We verkiezen, eerder dan op onze stappen terug te keren, via het achterland terug te fietsen. Les Mathes ligt spoedig achter ons.

Langs Alvert, een klein dorpje zonder meer,bereiken we “La Tremblade”. Hier bekoort een klein jachthaventje ons om enkel foto’s te schieten.

Daarna is het snel terug aan het beginpunt. 19 uur, vlug de fietsen op ’t dak. Tegen onze gewoonte in, zijn we voor donker thuis. Wie in de streek van Charent-Maritime verzeild geraakt moet eens het pad dat door de Côte Sauvage loopt afleggen. Met de fiets is het vlot te doen. Wij hadden 40km op de teller, en het parcours is vrijwel steeds vlak. Na de 20km is het aangewezen om langs het binnenland terug te keren, kwestie van de eentonigheid wat te doorbreken.

Ile de Ré (verlof Bourdenne 3)

Donderdag 3 juli 2008

Bourdenne is een gehuchtje van Saint-Germain de Lusignan we hebben er een gîte gehuurd.  Van hier trekken we erop uit. We verkennen steden. Bordeaux, La Rochette, Saintes, Angoulème en op het nippertje Royan. Maar de geest van deze blog getrouw, breng ik verslag van de fietstochten die we er maakten.

Citroën Mehari, kan het franser?

Iets na 11u vertrokken, komen we rond 12u30 toe op de grote parkeerplaats voor het hotel-restaurant  Le Belvedère. We hebben er zicht op “le grand pont du Ré”.

Door flink te trappen, er staat een fikse tegenwind, komen we via deze meer dan 3 km lange brug op île de Ré.

Langs een baai komen we in Rivedoux-plage.

In deze baai rusten plezierbootjes en een enkel vissersbootje op de bodem. Deze is vrijgekomen door het terugtrekken van de zee.

Bij vloed kunnen ze zo weer zeewaarts. Ile de Ré wordt doorkruist door fietspaden.

Langs duinachtige velden (we zijn weer omschrijvingen aan het uitvinden) naderen we La Flotte. Op de achtergrond de ruïne van een middeleeuwse abdij. Tot nu toe zijn we nog niet veel met het vrome karakter van de streek geconfronteerd geweest.

In Flotte fietsen we langs het vroegere vissershaventje, thans meer een jachthaven.

Nu keren we landinwaarts richting Saint-Martin-de Ré. Dit is waarschijnlijk het mooiste “village” op dit zoal aantrekkelijk eiland. Onder een oude stadspoort betreden we het dorpje.

Veerle haalt haar hartje op met het maken van vele foto’s van de lieflijke straatjes met de mooie stokrozen.

Toch een mooie kerk gevonden en meteen ook onze serieux !-)

We vervolgen onze tocht en verlaten dit mooie plaatsje door  een stevige stadspoort.

Door het marais gaat het nu naar Ars en Ré.

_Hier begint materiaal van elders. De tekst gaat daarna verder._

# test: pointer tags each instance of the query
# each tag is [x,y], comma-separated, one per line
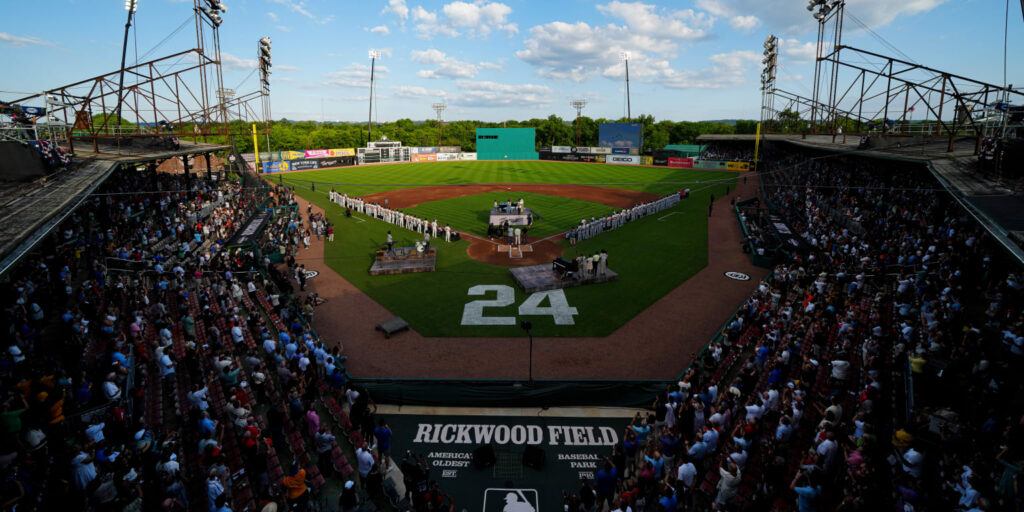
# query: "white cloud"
[796,52]
[299,6]
[354,75]
[421,14]
[230,61]
[20,41]
[668,24]
[445,66]
[398,8]
[493,94]
[579,51]
[792,16]
[744,24]
[413,91]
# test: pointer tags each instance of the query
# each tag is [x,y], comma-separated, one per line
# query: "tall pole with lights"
[579,104]
[625,56]
[374,55]
[438,108]
[131,6]
[768,80]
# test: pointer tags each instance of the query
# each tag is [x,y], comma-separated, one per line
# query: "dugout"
[506,143]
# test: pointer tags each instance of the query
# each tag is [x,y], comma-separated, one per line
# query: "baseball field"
[472,294]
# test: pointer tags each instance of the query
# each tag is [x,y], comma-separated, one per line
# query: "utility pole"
[131,6]
[374,55]
[578,104]
[626,55]
[439,108]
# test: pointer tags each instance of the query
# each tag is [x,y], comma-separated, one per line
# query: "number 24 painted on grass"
[559,309]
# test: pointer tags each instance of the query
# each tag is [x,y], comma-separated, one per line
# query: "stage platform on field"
[403,260]
[541,278]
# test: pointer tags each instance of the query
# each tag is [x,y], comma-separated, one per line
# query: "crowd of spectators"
[152,366]
[144,349]
[873,370]
[727,152]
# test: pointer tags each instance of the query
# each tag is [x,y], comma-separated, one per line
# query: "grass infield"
[360,180]
[471,213]
[652,256]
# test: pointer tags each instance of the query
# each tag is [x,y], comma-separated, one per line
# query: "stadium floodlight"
[217,5]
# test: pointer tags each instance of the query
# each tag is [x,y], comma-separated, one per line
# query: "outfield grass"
[652,256]
[470,213]
[360,180]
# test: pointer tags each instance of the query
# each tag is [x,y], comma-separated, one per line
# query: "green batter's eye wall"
[506,143]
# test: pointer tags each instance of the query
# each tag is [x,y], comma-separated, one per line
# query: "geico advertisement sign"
[623,159]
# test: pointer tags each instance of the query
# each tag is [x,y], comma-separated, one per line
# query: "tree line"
[296,135]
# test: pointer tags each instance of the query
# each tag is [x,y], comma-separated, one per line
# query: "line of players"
[413,223]
[588,229]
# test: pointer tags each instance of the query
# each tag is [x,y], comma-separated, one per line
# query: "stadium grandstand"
[843,331]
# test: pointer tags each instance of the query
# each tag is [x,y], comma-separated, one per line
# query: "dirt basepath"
[409,198]
[655,344]
[484,250]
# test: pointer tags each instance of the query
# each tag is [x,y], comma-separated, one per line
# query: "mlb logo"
[511,500]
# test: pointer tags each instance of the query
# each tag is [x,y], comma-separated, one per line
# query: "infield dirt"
[655,344]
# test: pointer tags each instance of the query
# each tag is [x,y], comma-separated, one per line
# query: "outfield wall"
[506,143]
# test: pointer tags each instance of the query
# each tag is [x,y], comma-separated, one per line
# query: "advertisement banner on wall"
[623,160]
[338,162]
[709,164]
[680,163]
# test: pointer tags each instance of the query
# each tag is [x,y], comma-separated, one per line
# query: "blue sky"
[492,60]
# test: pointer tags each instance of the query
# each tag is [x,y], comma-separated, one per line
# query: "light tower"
[438,108]
[374,55]
[263,57]
[131,6]
[578,104]
[625,56]
[768,79]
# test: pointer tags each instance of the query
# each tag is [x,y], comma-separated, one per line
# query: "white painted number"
[558,309]
[472,314]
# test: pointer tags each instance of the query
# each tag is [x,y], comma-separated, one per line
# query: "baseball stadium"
[210,306]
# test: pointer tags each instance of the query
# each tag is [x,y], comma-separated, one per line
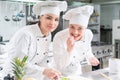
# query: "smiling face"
[48,23]
[76,31]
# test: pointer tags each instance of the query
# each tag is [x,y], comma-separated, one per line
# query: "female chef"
[73,45]
[34,40]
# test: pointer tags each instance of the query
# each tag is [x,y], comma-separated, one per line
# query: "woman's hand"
[51,74]
[70,44]
[94,61]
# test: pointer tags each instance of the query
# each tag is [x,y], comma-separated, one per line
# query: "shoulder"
[61,34]
[88,32]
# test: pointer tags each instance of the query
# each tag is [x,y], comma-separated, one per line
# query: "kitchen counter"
[95,75]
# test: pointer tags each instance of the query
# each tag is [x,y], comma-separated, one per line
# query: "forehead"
[51,15]
[76,26]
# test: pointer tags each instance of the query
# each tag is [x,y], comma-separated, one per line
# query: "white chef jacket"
[30,41]
[70,65]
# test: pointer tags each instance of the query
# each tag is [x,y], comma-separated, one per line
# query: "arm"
[61,55]
[90,57]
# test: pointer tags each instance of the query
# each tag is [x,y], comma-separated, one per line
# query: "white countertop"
[95,75]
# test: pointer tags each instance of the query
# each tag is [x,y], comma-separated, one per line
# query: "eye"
[72,27]
[56,19]
[48,17]
[80,28]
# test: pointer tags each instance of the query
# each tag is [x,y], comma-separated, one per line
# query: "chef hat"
[53,7]
[79,15]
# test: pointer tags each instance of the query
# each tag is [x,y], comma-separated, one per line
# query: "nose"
[75,31]
[52,22]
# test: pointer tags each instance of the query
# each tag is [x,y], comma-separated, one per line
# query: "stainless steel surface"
[95,75]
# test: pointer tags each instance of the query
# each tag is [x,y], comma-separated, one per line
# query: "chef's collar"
[39,33]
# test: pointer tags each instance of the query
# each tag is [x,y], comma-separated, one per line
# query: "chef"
[73,45]
[34,40]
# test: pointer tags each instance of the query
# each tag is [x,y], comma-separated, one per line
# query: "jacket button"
[37,39]
[47,61]
[73,56]
[37,53]
[36,63]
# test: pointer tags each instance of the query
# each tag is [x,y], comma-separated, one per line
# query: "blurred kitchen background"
[104,23]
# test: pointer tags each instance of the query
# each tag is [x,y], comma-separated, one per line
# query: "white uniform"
[30,41]
[70,65]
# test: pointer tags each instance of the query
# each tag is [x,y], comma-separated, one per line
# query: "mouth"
[75,35]
[51,27]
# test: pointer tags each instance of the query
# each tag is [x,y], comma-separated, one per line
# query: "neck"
[45,33]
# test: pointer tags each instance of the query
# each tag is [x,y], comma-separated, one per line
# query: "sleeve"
[89,37]
[19,47]
[61,56]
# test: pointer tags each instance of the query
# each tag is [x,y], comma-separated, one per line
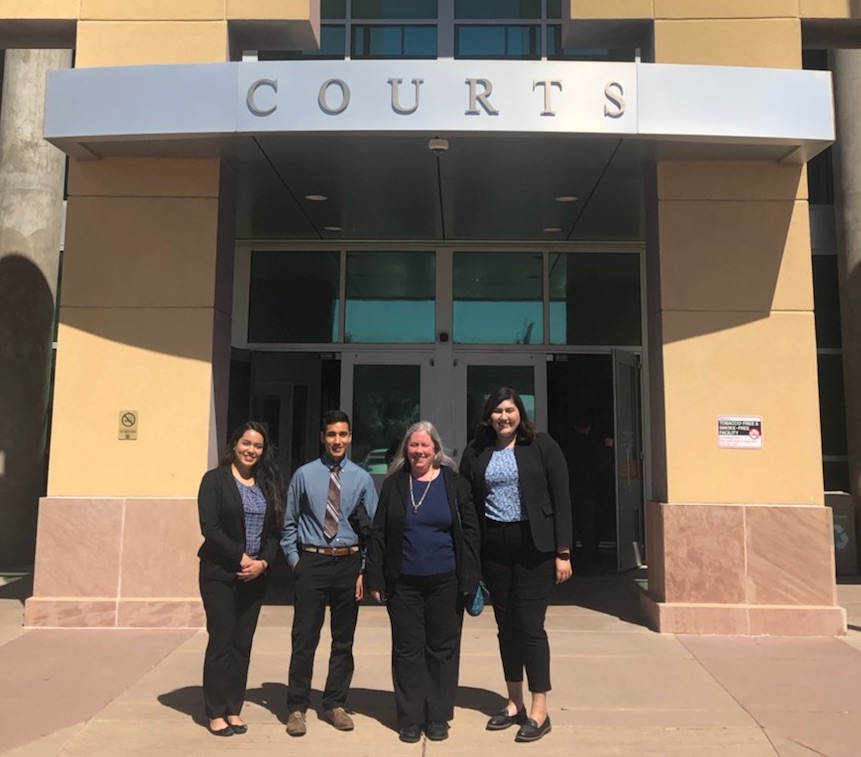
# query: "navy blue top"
[254,505]
[428,546]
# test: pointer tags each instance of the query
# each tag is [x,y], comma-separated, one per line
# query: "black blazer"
[385,553]
[222,523]
[544,488]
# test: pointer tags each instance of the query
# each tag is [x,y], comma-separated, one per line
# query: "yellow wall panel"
[726,9]
[742,364]
[111,360]
[152,10]
[755,256]
[773,43]
[109,43]
[269,9]
[731,180]
[131,251]
[145,177]
[40,9]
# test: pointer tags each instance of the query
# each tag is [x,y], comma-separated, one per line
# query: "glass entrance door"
[384,393]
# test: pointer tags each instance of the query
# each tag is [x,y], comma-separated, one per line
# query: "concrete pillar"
[31,208]
[847,154]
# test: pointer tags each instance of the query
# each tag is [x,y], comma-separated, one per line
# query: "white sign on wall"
[740,432]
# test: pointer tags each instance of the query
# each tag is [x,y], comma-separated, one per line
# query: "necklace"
[417,505]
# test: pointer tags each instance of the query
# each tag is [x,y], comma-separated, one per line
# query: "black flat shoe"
[531,731]
[410,733]
[437,730]
[503,720]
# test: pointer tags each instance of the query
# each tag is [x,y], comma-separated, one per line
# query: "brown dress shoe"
[339,718]
[296,724]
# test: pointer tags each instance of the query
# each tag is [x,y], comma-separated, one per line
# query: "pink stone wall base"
[116,562]
[741,569]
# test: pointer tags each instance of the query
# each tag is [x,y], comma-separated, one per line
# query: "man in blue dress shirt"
[323,551]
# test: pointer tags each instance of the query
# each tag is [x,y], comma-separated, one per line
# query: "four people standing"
[506,517]
[423,561]
[323,551]
[519,481]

Ineens merken we een witte neef van onze blauwe reiger

Onderweg zien we verschillende oesterboerkes.

Les huitres, die hier gekweekt worden, zijn zeer vers en delicieus. We stoppen eens langs een dijk en verkijken ons op het spel van de grote golven die op de dijk beuken en zeewater doen opspatten.

Dan is het zover na Ars en Ré komt “Le phare des baleines” in zicht het uiterste punt van onze tocht,

met buiten de imponerende vuurtoren ook een prachtig zicht op de Atlantische oceaan. Inmiddels bijna 19u, is het tijd om wat te eten. Onder de schaduw van “le phare” eten we in het “le café du Phare” een lekker vismenu aan een zeer schappelijke prijs. Dit restaurant is een aanrader. Nu gaat het terug. We doorkruisen het marais salé, hier wordt ambachtelijk zout gewonnen. We maken een praatje met een sympathieke zoutboer.


Dit resulteerd in een leuk filmpje,



enkele kiekjes

en van zijn kant een zakje “fleur du sel”. Natuurzout, dikke kristallen met een superieure smaak. Dit alles doet het laat worden. We krommen de rug en peddelen flink door. Toch dit kan niet verhelpen dat het al 22u30 voorbij is en al vrij donker als we opnieuw voor “le pont du Ré staan. Niet geklaagd, dit geeft ons de kans deze pronte brug in het halfduister en onder de schijn van de vele lantarens vast te leggen.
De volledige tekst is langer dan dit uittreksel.